Howlround posted an opinion piece about a small town theater’s performance of Avenue Q. Avenue Q is a hysterical musical that calls out touchy topics, such as homosexuality, internet porn, and race. The play take a look at all the social topics that makes us get hot in the face and squirm, then helps audiences find comfort and humor in them. Maybe I should be careful about the word comfortable? When I say comfortable, I mean the musical allows audiences to notice the flaws and preconceived notions within themselves and have an open conversation about them.
The best number in the show that highlights this is, “Everyone’s a Little Bit Racist”. That’s a truth. Everyone is a little bit racist. Whatever, right? We sing the song, feel better about ourselves, and gone on our night. I’m not fighting that tactic. That’s what I love about the show! But, I’m me. I’m coming into the play with the lens of an African-American female who has a deep understanding of the consequences of ignorance and racism. I know everyone is a little bit racist, but I also am aware that we should never get comfortable with that idea. I listen to that song, feel better that it’s not just me, but also continue my night asking myself how we can change that. Does everyone else do that? No, probably not. So, what can we do?
Now, the production that was mentioned earlier took place in Greenville, South Carolina. Let’s dig into that. The audience was an all white audience with the exception of a handful of POCs. Probably less than a handful. The cast was all white with the except of the Gary Coleman character. They made sure to have Gary Coleman be African American, because we all know that blackface is wrong. What about the character Christmas Eve who is Asian? The actor was yellowfaced to play this part. Why do we not consider that as equal of an offense? The location probably made it hard to find an actor who could appropriately fill the role. If that is the case, why do that show? The insensitivity of the director makes it clear that this production is not coming in with a clear contextual understanding about the play and location the play is being performed in.

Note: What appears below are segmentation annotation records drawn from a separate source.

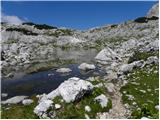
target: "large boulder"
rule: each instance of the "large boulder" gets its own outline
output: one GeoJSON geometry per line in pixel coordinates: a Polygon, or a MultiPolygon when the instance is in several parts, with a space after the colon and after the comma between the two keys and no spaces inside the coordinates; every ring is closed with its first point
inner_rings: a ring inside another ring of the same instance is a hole
{"type": "Polygon", "coordinates": [[[22,102],[25,98],[27,98],[28,96],[15,96],[12,98],[7,99],[6,101],[2,101],[2,104],[18,104],[20,102],[22,102]]]}
{"type": "Polygon", "coordinates": [[[157,56],[151,56],[149,58],[147,58],[146,64],[158,64],[159,63],[159,59],[157,56]]]}
{"type": "Polygon", "coordinates": [[[97,96],[94,100],[97,101],[102,108],[107,107],[108,98],[104,94],[97,96]]]}
{"type": "Polygon", "coordinates": [[[94,70],[96,67],[92,64],[82,63],[78,66],[80,70],[94,70]]]}
{"type": "MultiPolygon", "coordinates": [[[[82,98],[85,94],[92,92],[93,85],[80,78],[72,77],[64,81],[57,89],[50,92],[48,95],[43,94],[39,97],[38,105],[34,109],[34,113],[40,118],[47,118],[47,110],[53,108],[53,99],[61,96],[66,103],[74,102],[82,98]]],[[[58,106],[59,108],[60,106],[58,106]]],[[[55,106],[55,109],[57,107],[55,106]]]]}
{"type": "Polygon", "coordinates": [[[69,69],[69,68],[60,68],[60,69],[57,69],[56,72],[58,73],[69,73],[71,72],[72,70],[69,69]]]}
{"type": "Polygon", "coordinates": [[[52,100],[43,100],[42,102],[39,103],[39,105],[37,105],[34,108],[34,113],[37,116],[42,117],[43,114],[46,114],[47,110],[51,107],[53,107],[53,101],[52,100]]]}
{"type": "Polygon", "coordinates": [[[101,50],[95,57],[96,61],[101,64],[111,64],[115,61],[121,61],[121,57],[109,47],[101,50]]]}
{"type": "Polygon", "coordinates": [[[149,10],[149,12],[147,13],[148,17],[159,17],[159,3],[153,5],[153,7],[149,10]]]}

Originally, Avenue Q, was performed in New York City, which is loaded with diversity. Audiences there really understand the struggle of having racist tendencies we all obtain while maintaining relationships with people of all sorts of backgrounds. I would argue that in New York there is more of a desire for unity, which is why the song is so great! The song uses everyone’s racism to bond together a diverse group of people. Same song in North Carolina doesn’t work the same. Audiences that have never felt othered or have close relationships with those that have cannot connect to the piece in the same way. A location that is historically racist, the worse case scenario kind of racist, doesn’t need a song about how it is okay to be racist. There are certain areas and certain audiences that are farther along on the spectrum of acceptance and understanding. Therefore, the kind of theater that should be presented to them needs to be adjusted. Audiences of people who most likely had at least a parent have dangerous racist tendencies need to be reminded to watch out for the dangers of racism! The last thing they need is permission to not keep moving towards unity. Am I saying that all people in the south are racist? No, even growing up in Georgia let me see that isn’t the case. However, we need to consider which places need to see which works. Does the south need a bunch of plays telling them to be comfortable with their relationship of race? No. Once again, I grew up in Georgia, therefore I know there is much more work to be done.